Option B is that Tim sees sense and gets this added in 2014. I really don't see anything happening until at least Q2 2014 though.

Or the 3rd option, which is the one [just like with USB3] where Apple includes it on their machines as soon as Intel releases a processor chip-set that support it natively.
 

carestudio

macrumors 6502a
Aug 6, 2008
653
164
USB3.1 ... oh no.... i am wondering if I should hold off the new MacPro and wait for the newer MacPro next year which may have USB 3.1 instead of 3.0 :(
 

11thIndian

macrumors regular
Oct 5, 2007
166
0
Hamilton, Ontario
This is ridiculous.

USB3 and Thunderbolt is not an either/or equation. Is TB more expensive? Yes. Is it faster? Yes. Not every faster, better technology gets to be immediately commoditized so that every layperson can/should use it.
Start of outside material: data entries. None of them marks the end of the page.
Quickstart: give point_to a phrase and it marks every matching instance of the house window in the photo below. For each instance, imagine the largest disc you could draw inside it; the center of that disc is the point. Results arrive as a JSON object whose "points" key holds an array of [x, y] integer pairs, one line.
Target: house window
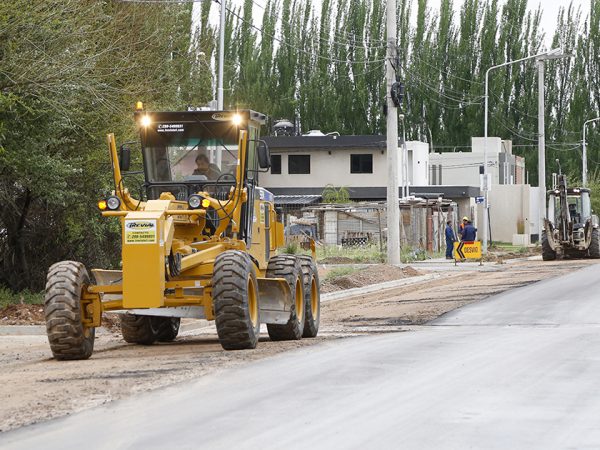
{"points": [[298, 164], [276, 164], [361, 163]]}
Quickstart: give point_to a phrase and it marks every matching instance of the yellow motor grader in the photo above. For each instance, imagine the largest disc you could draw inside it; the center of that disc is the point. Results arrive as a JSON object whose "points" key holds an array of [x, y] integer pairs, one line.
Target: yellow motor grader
{"points": [[200, 242]]}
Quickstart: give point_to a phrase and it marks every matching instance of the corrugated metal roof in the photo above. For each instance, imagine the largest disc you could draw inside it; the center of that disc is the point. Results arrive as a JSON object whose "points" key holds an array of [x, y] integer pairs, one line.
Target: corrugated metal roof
{"points": [[297, 199]]}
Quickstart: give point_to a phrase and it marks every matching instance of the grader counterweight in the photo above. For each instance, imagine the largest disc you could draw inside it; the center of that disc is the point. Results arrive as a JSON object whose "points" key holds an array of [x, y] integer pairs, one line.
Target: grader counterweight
{"points": [[200, 242]]}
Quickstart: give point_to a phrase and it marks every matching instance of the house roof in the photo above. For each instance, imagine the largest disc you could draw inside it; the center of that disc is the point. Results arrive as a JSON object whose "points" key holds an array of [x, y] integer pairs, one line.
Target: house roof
{"points": [[287, 200], [378, 193], [325, 142]]}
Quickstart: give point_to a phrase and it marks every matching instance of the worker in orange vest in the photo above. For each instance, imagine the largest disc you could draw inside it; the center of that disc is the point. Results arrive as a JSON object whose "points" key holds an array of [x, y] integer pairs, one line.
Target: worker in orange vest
{"points": [[461, 227]]}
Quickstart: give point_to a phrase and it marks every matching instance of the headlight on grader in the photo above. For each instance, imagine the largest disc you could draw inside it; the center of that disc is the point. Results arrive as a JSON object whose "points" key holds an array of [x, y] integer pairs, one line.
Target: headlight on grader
{"points": [[113, 203]]}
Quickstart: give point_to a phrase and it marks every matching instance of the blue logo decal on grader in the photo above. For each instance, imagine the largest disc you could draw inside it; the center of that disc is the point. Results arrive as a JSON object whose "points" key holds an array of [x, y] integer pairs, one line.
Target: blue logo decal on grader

Some will say USB3.1 is fast enough. For those people, great! But for those that need the extra bandwidth, however large that group is; Thunderbolt is the faster [better] option, and I've never thought twice about the price premium, because it enables me to get my work done faster, and do more.

This is like saying the new MacPro should be cheaper, and that iMacs will replace them all. If you need that power, it comes at a cost. And just because you don't need it or can't afford it- doesn't make it any less necessary to those who do.

This strikes me as a bizarre kind of tech entitlement.

----------

USB3.1 ... oh no.... i am wondering if I should hold off the new MacPro and wait for the newer MacPro next year which may have USB 3.1 instead of 3.0 :(

Please do- then mine won't be backordered as long.